NeFut Logo NeFut
Admin Login

[CS.AI] Heterogeneity-Adaptive Diffusion Schrodinger Bridge for PET-Guided MRI

Published at: 2026-07-10 22:00 Last updated: 2026-07-13 08:31
#AI #Machine Learning #DeepSeek

Abstract

As whole-body multimodal medical imaging scanners gain recognition for their effectiveness in medical applications, the excessive acquisition time in PET-MR scanning remains a significant barrier to more efficient clinical practice. Deep learning-based MRI translation offers a potential solution to reduce scan duration. However, current models often focus on specific anatomical regions and face challenges associated with highly heterogeneous feature distributions in whole-body scans, primarily due to varying anatomical regions and the presence of lesions or pathological tissues.
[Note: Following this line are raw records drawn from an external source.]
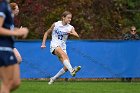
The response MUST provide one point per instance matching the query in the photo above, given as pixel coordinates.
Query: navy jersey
(5, 12)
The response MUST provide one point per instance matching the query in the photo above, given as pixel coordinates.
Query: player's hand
(69, 33)
(43, 46)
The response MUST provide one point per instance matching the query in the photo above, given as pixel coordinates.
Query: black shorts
(7, 58)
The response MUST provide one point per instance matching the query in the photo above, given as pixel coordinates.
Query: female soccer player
(15, 11)
(60, 32)
(9, 68)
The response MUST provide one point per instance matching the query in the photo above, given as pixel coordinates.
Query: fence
(99, 59)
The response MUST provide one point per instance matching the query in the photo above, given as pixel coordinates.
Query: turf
(78, 87)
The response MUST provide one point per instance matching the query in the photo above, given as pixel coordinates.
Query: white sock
(60, 73)
(68, 65)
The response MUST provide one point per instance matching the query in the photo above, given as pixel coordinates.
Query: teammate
(60, 32)
(9, 68)
(15, 11)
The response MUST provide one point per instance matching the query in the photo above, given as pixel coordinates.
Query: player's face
(67, 19)
(16, 11)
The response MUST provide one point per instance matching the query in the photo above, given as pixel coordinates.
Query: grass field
(78, 87)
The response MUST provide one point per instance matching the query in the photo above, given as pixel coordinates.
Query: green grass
(78, 87)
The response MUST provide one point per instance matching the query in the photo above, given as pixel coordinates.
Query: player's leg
(64, 59)
(16, 77)
(17, 54)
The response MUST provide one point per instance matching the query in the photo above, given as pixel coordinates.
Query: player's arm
(46, 35)
(74, 33)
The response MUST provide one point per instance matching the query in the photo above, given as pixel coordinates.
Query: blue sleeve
(2, 10)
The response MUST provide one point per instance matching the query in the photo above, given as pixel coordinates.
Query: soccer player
(60, 32)
(15, 11)
(9, 68)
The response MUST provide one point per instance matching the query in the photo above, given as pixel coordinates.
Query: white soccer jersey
(59, 34)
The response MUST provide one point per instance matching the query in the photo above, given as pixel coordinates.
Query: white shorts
(54, 46)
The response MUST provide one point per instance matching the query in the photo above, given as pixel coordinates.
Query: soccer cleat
(51, 81)
(73, 73)
(75, 70)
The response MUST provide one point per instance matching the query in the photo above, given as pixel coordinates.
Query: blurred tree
(92, 19)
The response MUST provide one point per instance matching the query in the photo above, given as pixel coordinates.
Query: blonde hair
(13, 6)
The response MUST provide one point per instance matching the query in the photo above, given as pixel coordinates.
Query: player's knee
(15, 84)
(64, 56)
(19, 59)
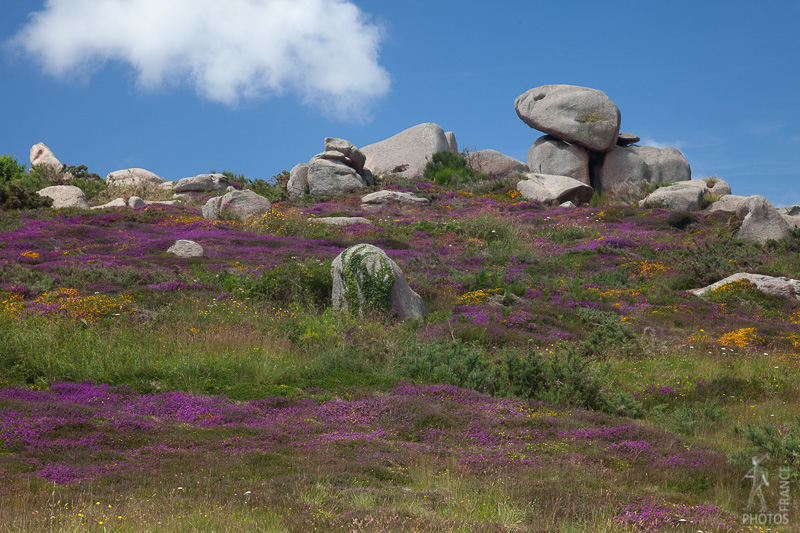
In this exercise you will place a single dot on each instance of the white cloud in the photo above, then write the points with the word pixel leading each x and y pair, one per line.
pixel 325 50
pixel 649 141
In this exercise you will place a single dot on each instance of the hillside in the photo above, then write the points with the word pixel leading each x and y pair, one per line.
pixel 564 378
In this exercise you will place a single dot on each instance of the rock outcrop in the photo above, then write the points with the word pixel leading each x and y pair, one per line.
pixel 549 155
pixel 298 182
pixel 682 196
pixel 380 199
pixel 202 183
pixel 186 249
pixel 236 204
pixel 364 277
pixel 554 190
pixel 578 115
pixel 624 166
pixel 42 156
pixel 493 163
pixel 134 178
pixel 782 287
pixel 763 222
pixel 65 196
pixel 407 152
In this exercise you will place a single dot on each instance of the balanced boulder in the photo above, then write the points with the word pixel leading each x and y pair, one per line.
pixel 133 177
pixel 578 115
pixel 332 178
pixel 633 165
pixel 763 222
pixel 202 183
pixel 549 155
pixel 236 204
pixel 493 163
pixel 408 152
pixel 364 277
pixel 42 156
pixel 554 190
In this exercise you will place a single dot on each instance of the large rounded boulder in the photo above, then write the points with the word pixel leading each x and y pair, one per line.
pixel 364 277
pixel 408 152
pixel 578 115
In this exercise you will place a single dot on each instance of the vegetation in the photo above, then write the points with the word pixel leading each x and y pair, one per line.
pixel 564 380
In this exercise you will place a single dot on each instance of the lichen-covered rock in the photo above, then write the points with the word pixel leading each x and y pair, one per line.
pixel 133 177
pixel 494 163
pixel 332 178
pixel 340 221
pixel 186 249
pixel 763 222
pixel 554 190
pixel 65 196
pixel 732 203
pixel 549 155
pixel 682 196
pixel 379 199
pixel 236 204
pixel 118 202
pixel 364 277
pixel 42 156
pixel 348 149
pixel 298 182
pixel 202 183
pixel 782 287
pixel 578 115
pixel 631 165
pixel 407 152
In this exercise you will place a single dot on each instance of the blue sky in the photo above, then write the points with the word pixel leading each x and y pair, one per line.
pixel 181 87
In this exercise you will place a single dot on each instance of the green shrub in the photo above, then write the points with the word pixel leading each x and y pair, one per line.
pixel 681 219
pixel 10 170
pixel 447 168
pixel 563 377
pixel 14 196
pixel 607 332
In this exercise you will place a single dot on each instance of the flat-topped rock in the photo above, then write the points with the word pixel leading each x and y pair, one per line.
pixel 186 249
pixel 407 152
pixel 133 177
pixel 579 115
pixel 782 287
pixel 554 190
pixel 377 200
pixel 202 183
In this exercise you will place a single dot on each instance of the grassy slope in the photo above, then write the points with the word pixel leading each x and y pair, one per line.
pixel 581 308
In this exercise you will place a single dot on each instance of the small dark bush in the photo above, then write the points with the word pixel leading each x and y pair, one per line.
pixel 682 219
pixel 447 168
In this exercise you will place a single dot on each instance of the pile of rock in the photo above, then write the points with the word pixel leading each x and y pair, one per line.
pixel 583 141
pixel 339 170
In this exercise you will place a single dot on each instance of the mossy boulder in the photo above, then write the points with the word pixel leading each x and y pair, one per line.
pixel 364 277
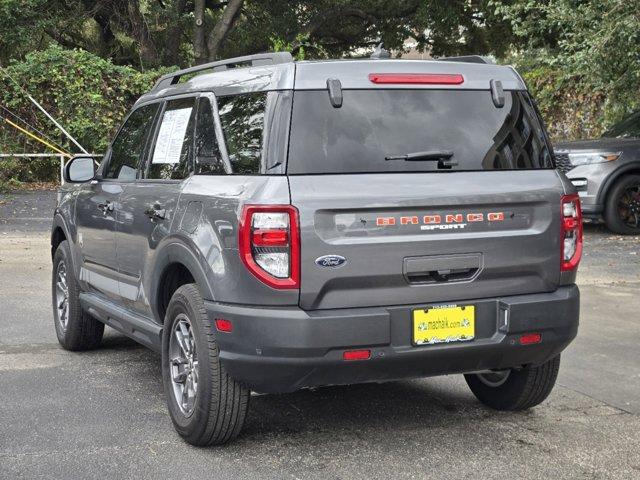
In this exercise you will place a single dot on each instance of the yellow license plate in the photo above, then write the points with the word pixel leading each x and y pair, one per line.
pixel 444 324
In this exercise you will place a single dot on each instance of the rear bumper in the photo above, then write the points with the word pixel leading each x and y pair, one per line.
pixel 277 350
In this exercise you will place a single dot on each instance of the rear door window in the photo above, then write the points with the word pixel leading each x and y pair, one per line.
pixel 373 126
pixel 129 145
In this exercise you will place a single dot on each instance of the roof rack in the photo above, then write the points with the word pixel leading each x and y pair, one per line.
pixel 249 60
pixel 468 59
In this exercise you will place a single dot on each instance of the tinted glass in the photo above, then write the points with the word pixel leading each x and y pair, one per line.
pixel 627 128
pixel 172 155
pixel 208 160
pixel 128 147
pixel 81 169
pixel 374 124
pixel 242 119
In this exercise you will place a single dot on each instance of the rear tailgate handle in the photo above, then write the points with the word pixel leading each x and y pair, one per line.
pixel 442 268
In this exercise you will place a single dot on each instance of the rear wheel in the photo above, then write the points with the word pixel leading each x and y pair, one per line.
pixel 515 389
pixel 622 211
pixel 207 406
pixel 75 329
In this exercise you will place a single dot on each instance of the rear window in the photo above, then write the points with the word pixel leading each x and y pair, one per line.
pixel 373 125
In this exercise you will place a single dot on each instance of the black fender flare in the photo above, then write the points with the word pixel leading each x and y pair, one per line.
pixel 603 192
pixel 177 251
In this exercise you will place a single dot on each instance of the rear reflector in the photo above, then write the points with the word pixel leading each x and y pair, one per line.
pixel 530 338
pixel 224 325
pixel 357 355
pixel 417 78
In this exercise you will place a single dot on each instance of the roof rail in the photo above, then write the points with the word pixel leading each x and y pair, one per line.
pixel 251 60
pixel 468 59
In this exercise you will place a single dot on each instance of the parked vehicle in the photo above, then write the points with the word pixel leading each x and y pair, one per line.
pixel 606 173
pixel 275 225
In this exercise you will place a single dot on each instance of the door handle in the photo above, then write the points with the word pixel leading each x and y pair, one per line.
pixel 155 212
pixel 105 207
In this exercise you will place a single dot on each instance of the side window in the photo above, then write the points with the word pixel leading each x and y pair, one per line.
pixel 242 119
pixel 208 160
pixel 172 157
pixel 128 147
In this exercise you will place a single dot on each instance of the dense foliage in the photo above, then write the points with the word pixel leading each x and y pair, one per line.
pixel 580 58
pixel 87 60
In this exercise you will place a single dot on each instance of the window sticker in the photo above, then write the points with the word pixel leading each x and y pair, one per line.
pixel 171 136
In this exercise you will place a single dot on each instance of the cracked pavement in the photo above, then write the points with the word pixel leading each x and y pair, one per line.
pixel 102 413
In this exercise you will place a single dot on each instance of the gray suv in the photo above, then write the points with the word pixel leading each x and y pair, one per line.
pixel 270 225
pixel 606 173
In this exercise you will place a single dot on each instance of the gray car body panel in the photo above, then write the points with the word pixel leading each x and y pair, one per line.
pixel 601 176
pixel 298 335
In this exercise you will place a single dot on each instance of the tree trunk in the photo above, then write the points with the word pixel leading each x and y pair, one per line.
pixel 199 44
pixel 220 31
pixel 140 32
pixel 174 35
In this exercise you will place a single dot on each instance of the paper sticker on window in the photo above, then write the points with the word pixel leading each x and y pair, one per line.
pixel 171 136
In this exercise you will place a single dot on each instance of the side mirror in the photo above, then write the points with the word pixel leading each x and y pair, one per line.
pixel 80 170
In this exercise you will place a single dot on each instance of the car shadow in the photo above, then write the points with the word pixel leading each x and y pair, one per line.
pixel 372 408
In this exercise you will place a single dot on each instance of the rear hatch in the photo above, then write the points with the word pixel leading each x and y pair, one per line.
pixel 476 216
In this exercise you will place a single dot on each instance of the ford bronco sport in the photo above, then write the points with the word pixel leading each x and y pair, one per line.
pixel 273 225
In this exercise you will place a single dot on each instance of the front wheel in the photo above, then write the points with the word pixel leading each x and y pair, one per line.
pixel 622 211
pixel 515 389
pixel 206 405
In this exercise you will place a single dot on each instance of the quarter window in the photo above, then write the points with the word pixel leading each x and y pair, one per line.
pixel 172 157
pixel 208 159
pixel 242 119
pixel 128 147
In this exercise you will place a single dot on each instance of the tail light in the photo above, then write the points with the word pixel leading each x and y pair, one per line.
pixel 269 242
pixel 571 232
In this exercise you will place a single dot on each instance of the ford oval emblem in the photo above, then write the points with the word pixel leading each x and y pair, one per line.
pixel 331 261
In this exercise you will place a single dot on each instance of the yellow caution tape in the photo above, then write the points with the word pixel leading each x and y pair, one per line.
pixel 26 132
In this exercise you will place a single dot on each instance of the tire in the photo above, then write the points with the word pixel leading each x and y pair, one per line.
pixel 518 389
pixel 75 329
pixel 622 209
pixel 214 407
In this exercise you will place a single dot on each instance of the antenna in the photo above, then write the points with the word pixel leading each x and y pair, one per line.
pixel 380 52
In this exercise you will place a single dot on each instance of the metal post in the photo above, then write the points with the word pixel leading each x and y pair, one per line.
pixel 56 123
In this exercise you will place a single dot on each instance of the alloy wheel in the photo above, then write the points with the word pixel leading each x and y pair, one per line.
pixel 183 364
pixel 629 206
pixel 62 295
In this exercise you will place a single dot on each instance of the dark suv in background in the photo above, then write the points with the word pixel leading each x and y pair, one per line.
pixel 273 225
pixel 606 173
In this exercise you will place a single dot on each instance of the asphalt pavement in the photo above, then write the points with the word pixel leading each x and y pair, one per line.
pixel 102 414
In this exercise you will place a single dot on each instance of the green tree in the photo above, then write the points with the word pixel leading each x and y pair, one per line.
pixel 581 57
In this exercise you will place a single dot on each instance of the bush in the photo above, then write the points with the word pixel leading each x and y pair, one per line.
pixel 87 94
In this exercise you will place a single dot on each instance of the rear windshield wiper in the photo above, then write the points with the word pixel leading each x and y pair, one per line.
pixel 441 156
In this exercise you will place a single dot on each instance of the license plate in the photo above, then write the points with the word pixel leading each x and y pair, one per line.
pixel 443 324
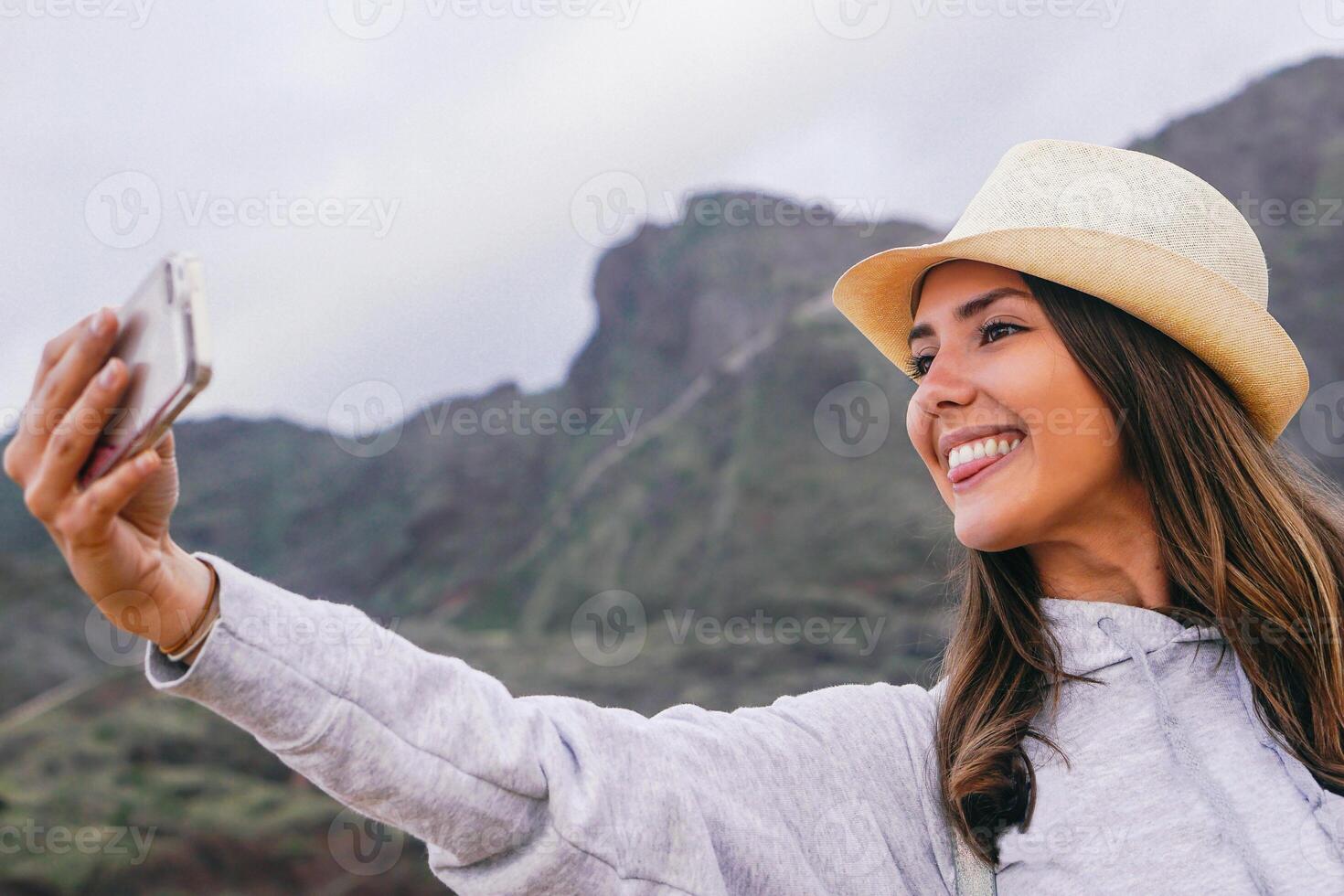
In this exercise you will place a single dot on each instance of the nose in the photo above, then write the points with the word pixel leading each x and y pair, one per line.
pixel 946 383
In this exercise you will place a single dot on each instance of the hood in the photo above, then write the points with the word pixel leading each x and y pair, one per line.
pixel 1087 644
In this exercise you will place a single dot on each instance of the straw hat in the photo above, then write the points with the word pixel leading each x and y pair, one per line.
pixel 1131 229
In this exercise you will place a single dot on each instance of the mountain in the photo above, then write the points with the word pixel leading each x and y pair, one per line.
pixel 705 477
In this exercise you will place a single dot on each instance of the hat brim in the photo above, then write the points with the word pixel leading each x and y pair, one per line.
pixel 1221 325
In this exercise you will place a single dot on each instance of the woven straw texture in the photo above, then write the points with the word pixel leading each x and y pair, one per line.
pixel 1133 229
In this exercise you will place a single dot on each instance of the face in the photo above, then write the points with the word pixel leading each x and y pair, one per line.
pixel 1038 449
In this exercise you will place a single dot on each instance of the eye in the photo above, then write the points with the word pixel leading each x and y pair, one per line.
pixel 995 325
pixel 991 331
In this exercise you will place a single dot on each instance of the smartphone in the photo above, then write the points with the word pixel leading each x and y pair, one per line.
pixel 165 340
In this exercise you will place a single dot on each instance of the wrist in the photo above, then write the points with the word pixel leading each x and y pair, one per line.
pixel 190 592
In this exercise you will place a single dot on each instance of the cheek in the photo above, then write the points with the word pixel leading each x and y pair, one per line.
pixel 1077 438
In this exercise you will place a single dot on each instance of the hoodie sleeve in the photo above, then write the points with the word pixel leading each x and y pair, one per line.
pixel 823 793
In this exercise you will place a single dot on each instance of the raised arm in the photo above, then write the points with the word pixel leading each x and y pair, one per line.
pixel 824 793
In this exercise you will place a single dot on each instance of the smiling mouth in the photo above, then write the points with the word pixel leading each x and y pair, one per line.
pixel 969 461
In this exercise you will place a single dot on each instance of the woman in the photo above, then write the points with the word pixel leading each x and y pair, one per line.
pixel 1144 690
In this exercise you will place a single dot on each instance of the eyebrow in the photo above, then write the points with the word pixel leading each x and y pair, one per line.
pixel 968 309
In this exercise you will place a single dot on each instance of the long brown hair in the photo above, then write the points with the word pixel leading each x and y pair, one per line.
pixel 1252 539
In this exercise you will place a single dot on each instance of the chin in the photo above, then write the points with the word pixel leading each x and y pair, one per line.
pixel 984 529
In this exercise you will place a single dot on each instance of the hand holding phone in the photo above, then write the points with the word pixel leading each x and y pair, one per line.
pixel 163 338
pixel 113 534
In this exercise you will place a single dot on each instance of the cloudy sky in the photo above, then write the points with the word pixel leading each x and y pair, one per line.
pixel 408 191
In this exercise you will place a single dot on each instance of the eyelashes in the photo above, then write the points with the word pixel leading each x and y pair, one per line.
pixel 915 367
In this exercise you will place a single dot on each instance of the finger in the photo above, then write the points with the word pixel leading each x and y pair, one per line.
pixel 74 435
pixel 68 371
pixel 91 516
pixel 54 349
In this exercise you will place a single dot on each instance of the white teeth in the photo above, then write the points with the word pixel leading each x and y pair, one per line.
pixel 976 450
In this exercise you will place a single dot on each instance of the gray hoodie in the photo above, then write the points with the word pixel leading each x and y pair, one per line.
pixel 1175 786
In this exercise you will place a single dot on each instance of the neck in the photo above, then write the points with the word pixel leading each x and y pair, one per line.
pixel 1110 552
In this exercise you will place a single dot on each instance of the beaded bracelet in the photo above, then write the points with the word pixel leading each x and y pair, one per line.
pixel 203 626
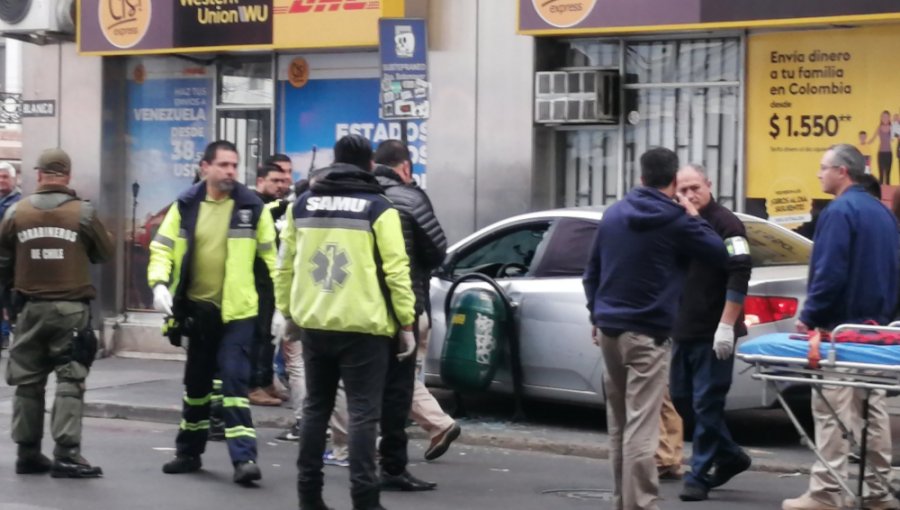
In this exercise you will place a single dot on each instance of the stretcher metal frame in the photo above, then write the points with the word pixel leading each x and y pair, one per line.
pixel 831 372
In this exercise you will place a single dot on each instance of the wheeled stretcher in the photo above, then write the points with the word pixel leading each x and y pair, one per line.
pixel 859 356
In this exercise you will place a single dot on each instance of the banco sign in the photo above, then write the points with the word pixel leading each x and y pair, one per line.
pixel 564 13
pixel 124 22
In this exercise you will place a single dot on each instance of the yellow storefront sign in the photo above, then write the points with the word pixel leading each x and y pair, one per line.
pixel 331 23
pixel 809 90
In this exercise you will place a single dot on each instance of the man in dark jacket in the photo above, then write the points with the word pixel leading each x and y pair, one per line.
pixel 9 195
pixel 632 282
pixel 426 246
pixel 852 279
pixel 709 319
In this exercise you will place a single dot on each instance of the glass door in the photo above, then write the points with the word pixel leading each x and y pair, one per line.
pixel 246 91
pixel 250 130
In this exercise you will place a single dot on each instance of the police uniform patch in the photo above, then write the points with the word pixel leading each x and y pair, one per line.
pixel 244 216
pixel 737 246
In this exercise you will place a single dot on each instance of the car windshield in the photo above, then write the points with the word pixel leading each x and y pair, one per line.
pixel 771 245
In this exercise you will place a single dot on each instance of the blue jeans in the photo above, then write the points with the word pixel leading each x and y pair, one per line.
pixel 700 382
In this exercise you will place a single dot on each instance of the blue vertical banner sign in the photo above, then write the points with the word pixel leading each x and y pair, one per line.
pixel 403 47
pixel 169 109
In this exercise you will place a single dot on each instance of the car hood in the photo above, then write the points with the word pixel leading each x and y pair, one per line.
pixel 767 276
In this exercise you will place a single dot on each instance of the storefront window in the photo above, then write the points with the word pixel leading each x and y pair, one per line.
pixel 592 53
pixel 246 82
pixel 682 61
pixel 699 123
pixel 683 94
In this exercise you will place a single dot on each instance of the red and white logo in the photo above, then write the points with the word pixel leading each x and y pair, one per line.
pixel 307 6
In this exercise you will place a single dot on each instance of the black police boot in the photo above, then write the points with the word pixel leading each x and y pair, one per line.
pixel 216 429
pixel 246 472
pixel 34 464
pixel 182 464
pixel 317 504
pixel 367 501
pixel 404 482
pixel 74 468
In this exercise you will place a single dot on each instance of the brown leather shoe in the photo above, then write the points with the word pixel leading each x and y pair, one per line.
pixel 441 442
pixel 667 473
pixel 259 397
pixel 273 392
pixel 806 502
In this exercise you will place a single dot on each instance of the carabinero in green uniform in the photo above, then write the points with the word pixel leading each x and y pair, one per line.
pixel 47 243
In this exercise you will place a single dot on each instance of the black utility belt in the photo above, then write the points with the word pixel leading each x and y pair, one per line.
pixel 30 299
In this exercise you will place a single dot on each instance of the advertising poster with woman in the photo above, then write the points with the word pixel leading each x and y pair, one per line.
pixel 808 90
This paper addresses these challenges through a novel Heterogeneity-Adaptive Diffusion Schrödinger Bridge (HA-DSB) framework.

HA-DSB explicitly models translation as stochastic transport between source and target distributions, incorporating region context embeddings derived from a vision-language model (VLM) to enable region-specific modeling. To enhance the fidelity of pathological tissues, lesion-aware metabolic priors from PET are directly integrated into the bridge dynamics via a dual-stage guidance mechanism. Specifically, a PET-guided noise modulation module adaptively scales spatial diffusion perturbations during the forward process, while PET features are leveraged in the reverse process to selectively amplify lesion-relevant structures through an attention mechanism.

Experiments demonstrate the superiority of our method across different body regions in whole-body MRI translation, showing improved translation quality in lesion areas under PET guidance. Our code is available on GitHub.

Blogger's Review: This paper successfully tackles the heterogeneity issue in whole-body MRI translation with the HA-DSB framework, showing significant improvements in lesion areas. The innovative integration of PET information highlights the potential and future applications of deep learning in medical imaging, paving the way for enhanced clinical practices.